Das war zuviel gewesen. Die Frau presste sich gegen ihn, als wollte sie ihn nötigenfalls mit Gewalt daran hindern weiterzureden und begann plötzlich haltlos zu weinen. „Warum bist du nur so gemein?“

Gerber nahm die Wärme des anderen Körpers zwischen seinen Oberschenkeln wahr. „Du taugst doch nicht mal mehr zum Vögeln.“

Die Frau wollte sich zurückziehen, und dann hatte Gerber seine rechte Faust in ihr Haar gekrallt und hielt sie fest. „Oder vielleicht doch? Wir können es ja mal probieren.“

Als die Frau nun in Gerbers Gesicht sah, bekam sie plötzlich eine panische Angst. „Lass mich los! Du tust mir weh!“

Gerber packte noch fester zu und zog den sich wehrenden Kopf der Frau gegen seinen Körper. Ihre nun ganz offensichtliche Angst steigerte seine Raserei. „Los, hol ihn raus und zeig mal, was du kannst!“

„Lass mich los, oder ich rufe um Hilfe!“

„Du sollst ihn rausholen, oder ich schlage dir den Schädel ein!“, schrie Gerber außer sich und zog mit der linken Hand den Reißverschluss seiner Jeans nach unten.

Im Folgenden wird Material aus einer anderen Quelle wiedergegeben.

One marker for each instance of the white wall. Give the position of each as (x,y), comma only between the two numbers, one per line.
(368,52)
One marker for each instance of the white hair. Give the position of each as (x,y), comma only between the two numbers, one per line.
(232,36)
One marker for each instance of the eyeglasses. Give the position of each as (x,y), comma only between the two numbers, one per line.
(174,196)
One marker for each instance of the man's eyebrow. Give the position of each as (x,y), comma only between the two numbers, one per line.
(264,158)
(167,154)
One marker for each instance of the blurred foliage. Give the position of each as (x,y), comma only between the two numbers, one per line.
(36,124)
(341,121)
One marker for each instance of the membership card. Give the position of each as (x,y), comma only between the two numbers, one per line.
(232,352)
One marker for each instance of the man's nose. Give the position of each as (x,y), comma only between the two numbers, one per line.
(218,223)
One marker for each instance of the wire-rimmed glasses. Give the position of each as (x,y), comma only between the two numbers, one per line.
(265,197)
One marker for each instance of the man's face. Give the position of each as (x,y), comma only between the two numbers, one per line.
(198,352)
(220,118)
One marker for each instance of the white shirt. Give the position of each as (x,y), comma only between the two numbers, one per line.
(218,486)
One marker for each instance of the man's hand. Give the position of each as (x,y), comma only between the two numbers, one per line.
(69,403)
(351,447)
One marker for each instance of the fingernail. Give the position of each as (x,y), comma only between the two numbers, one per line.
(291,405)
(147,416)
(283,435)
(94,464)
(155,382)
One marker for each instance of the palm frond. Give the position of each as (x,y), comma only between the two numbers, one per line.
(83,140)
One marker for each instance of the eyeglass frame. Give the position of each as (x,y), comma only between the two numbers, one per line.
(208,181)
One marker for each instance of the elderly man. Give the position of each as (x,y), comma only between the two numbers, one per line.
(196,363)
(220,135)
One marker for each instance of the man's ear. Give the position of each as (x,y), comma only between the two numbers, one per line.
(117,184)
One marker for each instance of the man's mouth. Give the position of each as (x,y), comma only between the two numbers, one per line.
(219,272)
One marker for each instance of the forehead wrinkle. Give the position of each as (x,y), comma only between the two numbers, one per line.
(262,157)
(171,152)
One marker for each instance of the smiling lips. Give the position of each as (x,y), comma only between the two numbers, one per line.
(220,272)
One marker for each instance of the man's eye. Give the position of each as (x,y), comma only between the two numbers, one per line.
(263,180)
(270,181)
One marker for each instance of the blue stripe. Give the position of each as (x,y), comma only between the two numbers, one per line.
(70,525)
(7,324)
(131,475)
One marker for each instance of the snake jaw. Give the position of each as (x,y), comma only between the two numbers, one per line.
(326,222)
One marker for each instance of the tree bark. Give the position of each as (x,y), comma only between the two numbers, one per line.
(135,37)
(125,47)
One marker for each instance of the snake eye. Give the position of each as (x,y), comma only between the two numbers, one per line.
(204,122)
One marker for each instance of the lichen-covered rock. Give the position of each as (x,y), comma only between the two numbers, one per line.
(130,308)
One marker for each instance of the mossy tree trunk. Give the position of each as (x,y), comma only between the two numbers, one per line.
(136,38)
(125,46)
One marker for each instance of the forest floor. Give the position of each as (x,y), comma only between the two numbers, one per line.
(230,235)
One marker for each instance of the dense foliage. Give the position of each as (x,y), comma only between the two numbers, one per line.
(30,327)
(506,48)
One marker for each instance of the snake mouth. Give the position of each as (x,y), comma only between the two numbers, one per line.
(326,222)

Mit letzter Anstrengung konnte sich die Frau aus Gerbers Griff befreien und stürzte nach hinten auf den Boden. Augenblicklich saß Gerber rittlings über ihr.

Sie würde nun versuchen zu schreien, das war klar. Also packte er mit beiden Händen ihren Hals und drückte mit den Daumen zu, so fest er konnte. Er schloss die Augen, weil ihn das Gesicht auf dem Boden zusehends anekelte, und er ließ erst los, als der zuckende Körper unter ihm aufgehört hatte sich zu wehren.